Daily Telegraph Article
By David Pelly
Racing yachts follow fashions - this year's hot number is liable to be on next year's bargain rail and if there was one particular group of boats that would seem to be well on the way to the Oxfam shop, it must be the quarter tonners.
Designed 30 years ago to a rule that no longer exists, with hulls that often looked distorted and rigs that seem out of proportion, they don't seem to have a lot going for them today. And yet one of the most surprising developments in the past couple of years has been a strong revival of interest in quarter tonners, with boats being dragged out of the long grass and, in some cases, very expensively restored with new keels, masts and sails.
The Royal Corinthian Yacht Club have organised a new series for the Quarter Ton Trophy, thanks to the initiative of club secretary Louise Morton, who also competes in her quarter tonner Super Q, which won yesterday's race at Cowes. Up to 20 boats are now racing regularly with more to come.
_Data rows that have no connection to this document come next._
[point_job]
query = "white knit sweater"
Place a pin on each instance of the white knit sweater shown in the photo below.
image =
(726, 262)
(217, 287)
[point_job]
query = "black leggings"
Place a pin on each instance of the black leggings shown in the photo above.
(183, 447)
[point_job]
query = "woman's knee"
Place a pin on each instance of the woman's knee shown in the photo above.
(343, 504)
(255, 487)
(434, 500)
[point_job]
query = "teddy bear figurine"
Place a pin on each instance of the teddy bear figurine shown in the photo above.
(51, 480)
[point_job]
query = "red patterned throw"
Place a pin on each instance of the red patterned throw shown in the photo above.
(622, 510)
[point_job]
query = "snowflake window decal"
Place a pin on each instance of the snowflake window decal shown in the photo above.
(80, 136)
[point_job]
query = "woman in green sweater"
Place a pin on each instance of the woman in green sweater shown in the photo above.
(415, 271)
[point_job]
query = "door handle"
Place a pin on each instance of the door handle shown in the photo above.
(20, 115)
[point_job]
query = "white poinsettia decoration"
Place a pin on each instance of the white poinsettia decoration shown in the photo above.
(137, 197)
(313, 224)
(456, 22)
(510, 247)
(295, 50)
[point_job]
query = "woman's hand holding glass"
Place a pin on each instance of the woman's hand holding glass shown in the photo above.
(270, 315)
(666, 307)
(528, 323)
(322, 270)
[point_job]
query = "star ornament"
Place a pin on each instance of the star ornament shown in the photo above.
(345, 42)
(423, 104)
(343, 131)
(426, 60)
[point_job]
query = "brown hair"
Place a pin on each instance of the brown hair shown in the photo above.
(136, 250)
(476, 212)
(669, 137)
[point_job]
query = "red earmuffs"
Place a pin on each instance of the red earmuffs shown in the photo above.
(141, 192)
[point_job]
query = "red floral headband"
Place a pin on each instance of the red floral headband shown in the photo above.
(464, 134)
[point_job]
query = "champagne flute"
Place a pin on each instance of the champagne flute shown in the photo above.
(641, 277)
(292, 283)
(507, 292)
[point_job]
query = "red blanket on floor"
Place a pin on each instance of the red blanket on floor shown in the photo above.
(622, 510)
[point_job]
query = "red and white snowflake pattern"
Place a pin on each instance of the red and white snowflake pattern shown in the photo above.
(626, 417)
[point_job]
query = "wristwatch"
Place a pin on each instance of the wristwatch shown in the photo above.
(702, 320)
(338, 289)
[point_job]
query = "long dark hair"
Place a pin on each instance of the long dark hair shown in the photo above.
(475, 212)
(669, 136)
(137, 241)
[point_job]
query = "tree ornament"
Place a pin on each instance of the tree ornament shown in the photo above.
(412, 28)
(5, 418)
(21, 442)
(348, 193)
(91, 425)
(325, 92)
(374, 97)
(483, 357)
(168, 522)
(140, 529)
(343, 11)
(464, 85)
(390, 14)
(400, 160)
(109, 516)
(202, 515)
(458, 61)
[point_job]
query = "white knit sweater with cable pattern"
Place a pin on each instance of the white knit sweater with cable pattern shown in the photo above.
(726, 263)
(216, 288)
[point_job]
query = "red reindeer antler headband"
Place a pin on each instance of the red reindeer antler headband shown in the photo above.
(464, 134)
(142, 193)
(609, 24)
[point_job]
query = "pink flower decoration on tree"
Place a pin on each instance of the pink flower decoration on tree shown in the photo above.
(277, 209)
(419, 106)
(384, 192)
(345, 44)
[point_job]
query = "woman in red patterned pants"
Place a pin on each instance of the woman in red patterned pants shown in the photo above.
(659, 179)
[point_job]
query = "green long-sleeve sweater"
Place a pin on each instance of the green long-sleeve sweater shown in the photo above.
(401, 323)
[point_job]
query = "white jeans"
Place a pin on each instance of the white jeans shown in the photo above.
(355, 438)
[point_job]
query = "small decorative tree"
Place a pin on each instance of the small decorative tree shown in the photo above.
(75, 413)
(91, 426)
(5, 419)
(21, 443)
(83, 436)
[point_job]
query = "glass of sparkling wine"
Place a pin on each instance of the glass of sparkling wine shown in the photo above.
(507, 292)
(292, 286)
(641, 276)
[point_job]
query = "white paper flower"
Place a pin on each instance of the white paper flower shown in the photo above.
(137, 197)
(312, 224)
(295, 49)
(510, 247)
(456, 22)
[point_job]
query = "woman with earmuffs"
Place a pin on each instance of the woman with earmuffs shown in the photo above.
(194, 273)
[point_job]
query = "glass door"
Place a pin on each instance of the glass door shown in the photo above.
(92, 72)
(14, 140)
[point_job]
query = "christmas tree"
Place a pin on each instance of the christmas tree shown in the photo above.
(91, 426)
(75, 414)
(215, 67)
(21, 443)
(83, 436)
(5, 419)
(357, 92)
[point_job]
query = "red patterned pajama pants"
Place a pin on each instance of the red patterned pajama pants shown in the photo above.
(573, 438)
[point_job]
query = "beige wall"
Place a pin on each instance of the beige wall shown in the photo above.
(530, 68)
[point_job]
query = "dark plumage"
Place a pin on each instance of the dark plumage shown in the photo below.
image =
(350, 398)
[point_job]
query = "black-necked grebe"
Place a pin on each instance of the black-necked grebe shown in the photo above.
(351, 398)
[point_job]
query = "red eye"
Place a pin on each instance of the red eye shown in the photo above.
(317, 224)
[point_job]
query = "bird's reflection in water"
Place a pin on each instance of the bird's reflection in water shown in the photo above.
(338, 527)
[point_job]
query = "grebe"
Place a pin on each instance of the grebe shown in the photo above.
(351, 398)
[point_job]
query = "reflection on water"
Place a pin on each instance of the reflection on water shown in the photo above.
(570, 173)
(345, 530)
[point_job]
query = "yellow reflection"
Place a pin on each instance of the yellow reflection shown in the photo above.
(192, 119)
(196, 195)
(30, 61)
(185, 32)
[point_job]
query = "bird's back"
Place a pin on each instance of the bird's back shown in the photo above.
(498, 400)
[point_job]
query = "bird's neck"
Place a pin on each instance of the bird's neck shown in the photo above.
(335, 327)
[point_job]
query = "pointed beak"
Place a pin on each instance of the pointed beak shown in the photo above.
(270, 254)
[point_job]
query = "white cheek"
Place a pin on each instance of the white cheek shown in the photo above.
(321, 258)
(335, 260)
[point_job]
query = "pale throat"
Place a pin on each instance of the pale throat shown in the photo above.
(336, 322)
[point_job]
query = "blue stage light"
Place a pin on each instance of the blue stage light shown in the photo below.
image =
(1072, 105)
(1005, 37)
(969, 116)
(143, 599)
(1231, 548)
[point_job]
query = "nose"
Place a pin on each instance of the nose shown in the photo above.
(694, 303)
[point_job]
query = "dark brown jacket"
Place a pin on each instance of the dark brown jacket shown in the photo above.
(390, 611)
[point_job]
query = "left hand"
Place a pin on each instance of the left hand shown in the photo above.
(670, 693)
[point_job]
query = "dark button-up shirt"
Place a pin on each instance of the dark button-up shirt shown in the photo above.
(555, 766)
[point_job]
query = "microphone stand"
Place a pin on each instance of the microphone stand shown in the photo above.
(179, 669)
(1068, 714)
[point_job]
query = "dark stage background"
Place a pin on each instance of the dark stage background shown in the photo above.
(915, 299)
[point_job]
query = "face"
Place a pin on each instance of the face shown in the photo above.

The Quarter Ton Cup has not been held for 10 years and the trophy seems to have disappeared. It derived from the One Ton Cup, which was created in the late 1960s for yachts of fixed rating - you could use any design up to a fixed rating level, and racing was boat-for-boat with no handicap.
The concept gave yacht racing a huge boost and design development raced ahead through the 1970s in its wake. To keep costs down, a version for smaller boats, the Half Ton Cup, was promoted, and finally the Quarter Ton Cup, for an 18.5 ft International Offshore Rule (IOR) rating, which turned out as a sporty little number of around 25 ft. Tonnage had nothing to do with it.
The IOR has gone to join the Dead Sea Scrolls and the Ton Cup concept died with it but the quarter tonners seem reluctant to lie down. Seven of the entries in Class 7 of Skandia Cowes Week are quarter tonners with the current points leader in the class the Farr-designed Espada Wanchai Belle, skippered by Jamie McWilliam.
The comeback began when boat-building brothers Jim and George Webb did a superb job in restoring the David Thomas-design, Purple Haze, and went on to revive several more, most notably Odd Job, the quirky Stephen Jones-design built for yachting journalist Jack Knights.
Recently re-bought by Paul Treliving, Odd Job has been rebuilt to grand-piano standard by the Webbs and had her performance boosted with a new keel and taller rig of modern design.
On Monday I re-activated a few old bruises by joining the crew of Odd Job for what proved to be a crash-and-bash race around the east Solent. With her strangely snubbed bow and open stern, she still looks radical after 30 years and proved more than a handful at times for helmsman (and former owner) Ray Nash.
When these narrow-ended IOR designs decide to broach, they don't give up until the masthead is touching the water but, on the other hand, they are sensitive and responsive in a way that today's bulbous brutes never could be.
Provided the rather complex rating questions can be sorted out, it could well be that the Quarter Ton Cup is headed back to the future, though I would want to go on a rigorous fitness programme before sailing on one again.